Speaker of the House of Assembly of the Bahamas
- In office 23 May 2012 – 24 May 2017
- Prime Minister: Perry Christie
- Preceded by: Alvin Smith
- Succeeded by: Halson Moultrie

Personal details
- Born: 1960-1962
- Party: Progressive Liberal Party

= Kendal Major =

Bahamian politician and dentist

Kendal V. O. Major is a Bahamian politician and dentist and former Speaker of the House of Assembly.

== Early life and education ==
Kendal Versil Olson Major was 16 years old in 1977, so he was born about 1960–1962. He graduated from St John's College in 1977. He graduated from Tuskegee University in 1981. He graduated in 1987 from Howard University with a doctor of dental surgery degree. In 1989, he became the first graduated periodontist in the Bahamas.

== Career ==
He has a dental practice in Nassau. He worked in public health at Princess Margaret Hospital as director for dental services from 1989 to 1993, and as the chairman of the Bahamas Dental Council from 2002 to 2007.

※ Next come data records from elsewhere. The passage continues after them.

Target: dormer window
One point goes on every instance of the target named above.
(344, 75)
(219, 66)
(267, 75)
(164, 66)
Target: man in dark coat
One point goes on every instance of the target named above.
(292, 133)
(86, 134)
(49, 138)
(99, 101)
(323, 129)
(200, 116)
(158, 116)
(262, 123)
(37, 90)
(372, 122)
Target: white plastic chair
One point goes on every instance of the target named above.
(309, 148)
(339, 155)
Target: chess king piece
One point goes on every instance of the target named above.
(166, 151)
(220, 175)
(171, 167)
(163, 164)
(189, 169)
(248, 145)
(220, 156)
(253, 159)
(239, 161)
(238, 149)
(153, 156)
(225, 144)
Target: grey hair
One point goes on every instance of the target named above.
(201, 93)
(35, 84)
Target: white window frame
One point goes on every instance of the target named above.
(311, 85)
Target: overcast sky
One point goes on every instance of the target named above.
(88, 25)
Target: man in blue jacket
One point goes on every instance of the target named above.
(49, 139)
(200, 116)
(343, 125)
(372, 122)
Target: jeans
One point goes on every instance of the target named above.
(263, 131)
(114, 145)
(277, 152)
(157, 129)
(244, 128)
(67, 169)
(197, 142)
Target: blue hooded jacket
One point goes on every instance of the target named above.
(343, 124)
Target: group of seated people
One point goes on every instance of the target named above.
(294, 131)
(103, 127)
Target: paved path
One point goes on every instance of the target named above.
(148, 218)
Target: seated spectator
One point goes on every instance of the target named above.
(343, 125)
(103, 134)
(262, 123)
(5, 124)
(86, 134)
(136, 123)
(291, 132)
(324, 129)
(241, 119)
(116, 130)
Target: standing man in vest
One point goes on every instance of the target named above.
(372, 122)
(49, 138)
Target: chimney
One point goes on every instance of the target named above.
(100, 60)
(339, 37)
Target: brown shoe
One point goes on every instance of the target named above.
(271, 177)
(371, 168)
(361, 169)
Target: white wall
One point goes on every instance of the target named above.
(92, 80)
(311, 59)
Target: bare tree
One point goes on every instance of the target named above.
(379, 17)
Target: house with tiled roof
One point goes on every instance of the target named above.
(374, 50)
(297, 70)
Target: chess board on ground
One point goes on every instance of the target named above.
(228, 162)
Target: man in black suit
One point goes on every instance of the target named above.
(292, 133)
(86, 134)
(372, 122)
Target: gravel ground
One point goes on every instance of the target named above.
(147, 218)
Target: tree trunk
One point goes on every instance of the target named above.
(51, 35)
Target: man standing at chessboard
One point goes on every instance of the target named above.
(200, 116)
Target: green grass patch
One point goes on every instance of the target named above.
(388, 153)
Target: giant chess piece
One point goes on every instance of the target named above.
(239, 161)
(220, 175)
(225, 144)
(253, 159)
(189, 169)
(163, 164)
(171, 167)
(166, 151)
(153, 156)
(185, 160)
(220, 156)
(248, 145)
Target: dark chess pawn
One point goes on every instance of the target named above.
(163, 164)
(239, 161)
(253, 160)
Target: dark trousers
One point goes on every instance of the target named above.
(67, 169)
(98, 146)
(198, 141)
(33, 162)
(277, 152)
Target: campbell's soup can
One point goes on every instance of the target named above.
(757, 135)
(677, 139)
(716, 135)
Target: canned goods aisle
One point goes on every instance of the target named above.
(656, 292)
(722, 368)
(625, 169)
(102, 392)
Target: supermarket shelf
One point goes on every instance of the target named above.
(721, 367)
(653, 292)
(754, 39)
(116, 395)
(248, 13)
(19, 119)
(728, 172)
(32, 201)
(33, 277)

Major is a member of Progressive Liberal Party. He served as the vice chairman of the party from 2008 to 2010.

Major was elected as a member of House of Assembly of the Bahamas in 2012 from Garden Hills constituency. He was elected Speaker of the House on 23 May 2012. He was the youngest speaker of the House of Assembly. He served as the speaker and as an MP until 2017.